Captain Flint hurried forward. The Wild Cat slowly, almost unwillingly, came up into the wind, seemed for a moment to hang in stays, and then paid slowly off again on the starboard tack. Round she came, until she was heading a little west of south.
“Fetch that bell two smart strokes, Cap’n Nancy.”
“But oughtn’t it to be three?” said Nancy. “We’ve got the wind abaft the beam.”
“Two strokes, Cap’n Nancy. We want him to think we’re on port tack now and still heading north.
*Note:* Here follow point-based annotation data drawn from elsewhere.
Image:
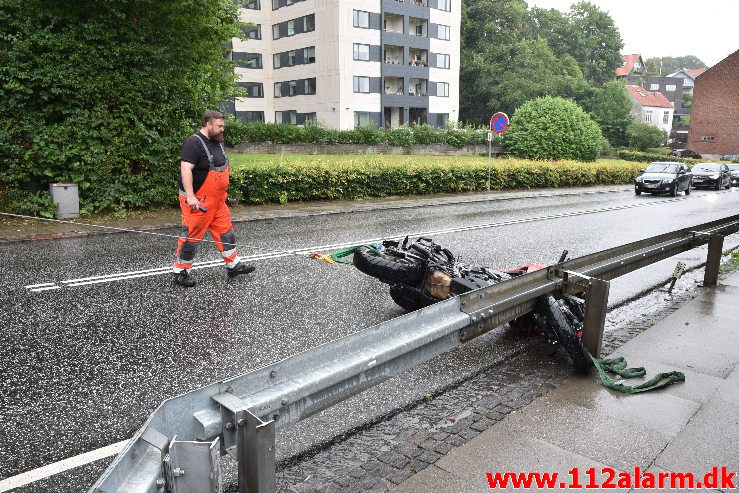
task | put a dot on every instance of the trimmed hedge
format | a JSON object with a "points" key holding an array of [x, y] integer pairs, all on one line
{"points": [[283, 179], [648, 157], [238, 132]]}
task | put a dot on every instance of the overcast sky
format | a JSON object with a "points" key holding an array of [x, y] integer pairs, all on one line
{"points": [[708, 29]]}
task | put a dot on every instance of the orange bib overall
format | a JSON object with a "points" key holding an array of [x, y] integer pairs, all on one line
{"points": [[212, 196]]}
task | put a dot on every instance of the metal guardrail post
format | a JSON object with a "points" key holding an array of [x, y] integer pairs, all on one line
{"points": [[713, 261], [256, 452], [596, 305]]}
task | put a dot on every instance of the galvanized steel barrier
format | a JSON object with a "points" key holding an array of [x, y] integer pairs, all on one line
{"points": [[179, 447]]}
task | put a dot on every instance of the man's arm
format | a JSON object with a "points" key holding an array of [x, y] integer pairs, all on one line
{"points": [[186, 173]]}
You see, the wind’s changed.”
“Giminy,” said Nancy, “this is war.” And she gave the bell a couple of blows that fairly made it ring.
“Now, listen,” said Peter Duck.
“Boom. Boom,” came from the Longships, and again the long-drawn-out howl from the Wolf Rock.
“No. Not that. Listen.”
Somewhere away to the south of them they heard a single blast on a small foghorn, the same that up till then had been giving three hoots at a time.
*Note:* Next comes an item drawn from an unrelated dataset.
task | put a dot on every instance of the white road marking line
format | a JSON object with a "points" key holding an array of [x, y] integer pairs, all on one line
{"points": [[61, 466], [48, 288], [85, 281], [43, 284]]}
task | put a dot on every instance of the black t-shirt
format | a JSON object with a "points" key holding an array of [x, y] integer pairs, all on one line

“Starboard tack now, and still going west,” said Peter Duck, and looked round at Nancy with a smile. “Or not. I wouldn’t put it past him to be trying the same tricks on us we’re going to play on him. Now then. We wants no noise. It’s my belief he’ll be coming north after us this very minute. Who’s got good eyes? Cap’n John. You’re in my watch. Will you go forrard, right up to the stem-head, and keep your eyes skinned. If you see anything, sing out sharp. If you hear anything, keep quiet, but let us know. Cap’n Flint, sir, how’d it be to have the whole crew right along the deck so’s we can send messages without no shouting?”
“Right,” said Captain Flint who was busy streaming the log.6 He knew just where they were at the moment, but it might be some time before they saw land again.
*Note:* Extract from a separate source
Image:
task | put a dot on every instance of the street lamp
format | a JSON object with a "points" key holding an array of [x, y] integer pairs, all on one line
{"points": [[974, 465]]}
John and Susan went up to the foredeck. Peggy and Roger sat, one each side of the Swallow, on the skylights between the two masts. Titty leant against the side of the deckhouse. Nancy waited by the galley door ready to give the bell another couple of whacks.
“No more, Cap’n Nancy,” said Peter Duck, just in time. “She’s moving now, and Black Jake’d know at once the sound was nearer.”
Just then the parrot, indignant at being left alone in the saloon, sang out, “Pieces of eight! Pieces of eight!” at the top of its voice.
“Lucky I didn’t bring him on deck,” said Titty as she hurried down the companion to suppress the parrot by putting his blue cover over his cage. “It’s in a very good cause, Polly,” she said, as she left him and ran up on deck again in time to hear that same short, single blast on a horn, somewhere in the fog in the direction in which the Wild Cat was now heading.
“Due south,” said Peter Duck quietly to Captain Flint. “Pretty near due south that foghorn’s bearing now.”
Very slowly, hardly leaving a wake, slipping silently over the smooth Atlantic swell before that breath of wind out of the north-west, the Wild Cat moved south in the fog. Titty looked up and found she could not be sure whether the burgee was at the mainmast-head or not. John and Susan, up in the bows, looked like ghosts, and the white jib beyond them seemed to be made of fog, not canvas. Outside the ship she could see nothing at all except a few yards of grey-green water.
There was a gentle squeak as Peter Duck turned the steering-wheel. Titty saw the old seaman say something to Captain Flint, who moved into the lee of the deckhouse to speak to Nancy. Nancy slipped forward to whisper to Roger, who was sitting on the skylight. Roger, on tiptoe, hurried to the companion and disappeared below. He was up again in a minute with Gibber’s oil-can, which he gave to Mr. Duck. Mr. Duck put a drop or two of oil in the right place and the steering-gear squeaked no more.
The fog signals from the lighthouses, the double boom from the Longships every five minutes, and the howl from the Wolf every half-minute came regularly, but they were all listening for something else.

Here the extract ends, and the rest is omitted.